Au cœur de l’histoire

Virginie Roy
Journal de Montréal
14-08-2007 | 08h48
Avec des événements historiques comme toile de fond, Le Fils de Gabrielle, deuxième volet de sa troisième saga, À l’ombre du clocher, nous ramène directement en 1943.

«C’est dommage que les nouvelles générations aient tendance à oublier ce que nous étions il n’y a pas si longtemps», explique Michel David en entrevue. Cet ancien enseignant de français au secondaire a donc utilisé son talent à bon escient en se permettant d’instruire par le biais de ses romans.

«C’est certain qu’il y a un cadre historique dans mes œuvres, mais je ne veux surtout pas que ces événements soient trop envahissants. Ce n’est pas un cours d’histoire»,explique-t-il.

Michel David ne s’est pas trompé. Il semble bien qu’il y ait une forte demande du côté des romans historiques. Sa deuxième saga, de quatre romans, La Poussière du temps, s’est vendue à plus de 20 0000 exemplaires. Le Fils de Gabrielle a déjà été acheté par 70 000 lecteurs.

«C’est vraiment surprenant. Je suis très fier», ajoute-t-il. Le Fils de Gabrielle C’est au cœur du petit village de Saint-Jacques-de-la-Rive que les personnages de Michel David reprennent vie et évoluent. Mais cette fois-ci, c’est au tour de Gabrielle de retenir l’attention.

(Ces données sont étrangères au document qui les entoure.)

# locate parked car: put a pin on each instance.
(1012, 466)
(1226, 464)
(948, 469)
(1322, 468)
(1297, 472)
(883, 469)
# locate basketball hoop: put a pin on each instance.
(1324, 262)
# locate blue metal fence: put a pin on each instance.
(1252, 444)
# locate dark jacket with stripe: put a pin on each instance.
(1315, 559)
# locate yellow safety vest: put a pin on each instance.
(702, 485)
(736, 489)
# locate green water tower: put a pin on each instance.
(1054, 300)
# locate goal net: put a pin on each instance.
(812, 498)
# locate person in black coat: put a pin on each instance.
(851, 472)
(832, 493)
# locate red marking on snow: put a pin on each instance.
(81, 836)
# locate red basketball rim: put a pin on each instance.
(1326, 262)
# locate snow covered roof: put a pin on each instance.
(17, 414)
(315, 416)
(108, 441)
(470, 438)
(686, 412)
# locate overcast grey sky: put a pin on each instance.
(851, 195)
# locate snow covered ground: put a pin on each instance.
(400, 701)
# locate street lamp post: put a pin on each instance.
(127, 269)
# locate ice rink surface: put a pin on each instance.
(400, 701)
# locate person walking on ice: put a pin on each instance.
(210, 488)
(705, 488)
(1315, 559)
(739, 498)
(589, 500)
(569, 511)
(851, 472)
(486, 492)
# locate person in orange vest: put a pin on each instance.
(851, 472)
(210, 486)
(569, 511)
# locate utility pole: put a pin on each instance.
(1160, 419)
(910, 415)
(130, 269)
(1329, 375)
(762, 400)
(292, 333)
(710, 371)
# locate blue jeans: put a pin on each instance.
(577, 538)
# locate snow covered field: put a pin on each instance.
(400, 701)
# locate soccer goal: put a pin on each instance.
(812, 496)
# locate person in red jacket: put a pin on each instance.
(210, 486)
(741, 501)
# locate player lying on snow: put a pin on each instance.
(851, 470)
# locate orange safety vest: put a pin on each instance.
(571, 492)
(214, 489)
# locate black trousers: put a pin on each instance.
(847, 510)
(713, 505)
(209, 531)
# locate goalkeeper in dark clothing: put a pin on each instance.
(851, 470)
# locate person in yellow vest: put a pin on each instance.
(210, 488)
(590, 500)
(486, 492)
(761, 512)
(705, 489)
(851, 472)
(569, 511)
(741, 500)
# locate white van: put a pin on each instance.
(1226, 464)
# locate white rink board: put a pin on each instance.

Comme Michel David se donne une mission, on découvre avec cette histoire des événements qui ont marqué le Québec en entier. Au village, de profonds deuils marqueront cette année 1943. Les répercussions de la guerre les affectent. Les paroissiens usent de tous les subterfuges possibles pour protéger les leurs de la conscription.

Histoires d’amour, de trahison, d’amitié ou petites épreuves, Michel David enchaîne les événements avec doigté.

UN RÊVE DE GRANDEUR
«J’arrêterai d’écrire quand j’aurai couvert tout le vingtième siècle», explique celui qui a enseigné pendant 33 années. Son énergie, il la trouve dans ses personnages, dont il ne peut tout simplement plus se passer. «Je m’attache réellement à eux. Pour moi, c’est un déchirement de terminer une saga. C’est comme si je devais les enterrer»,explique-t-il.

C’est une chance qu’il ait ses personnages parce que Michel David est un homme, qui se dit pourtant à la retraite, particulièrement occupé. En plus de ses romans, il écrit des manuels scolaires, participe au Salon du livre et donne des conférences dans les bibliothèques publiques.

«C’est très agréable. Je ne me plains surtout pas», insiste-t-il. Le troisième tome de la saga À l’ombre du clocher est prévu pour ce mois-ci. Cette fois, l’histoire se déroule en 1967. L’Expo 67 sera, bien entendu, au cœur du roman. C’est l’éclatement du cadre du village car la ville devient de plus en plus attirante.

Pour ce qui est du quatrième et dernier roman de la saga, Michel David assure l’avoir déjà complété. «Je l’ai terminé la semaine dernière. Je me prends d’avance!» avoue-t-il en riant. Il ajoute même avoir déjà plusieurs idées pour sa cinquième saga. «Je dois bien dormir la nuit parce que je n’ai jamais le syndrome de la page blanche», dit-il.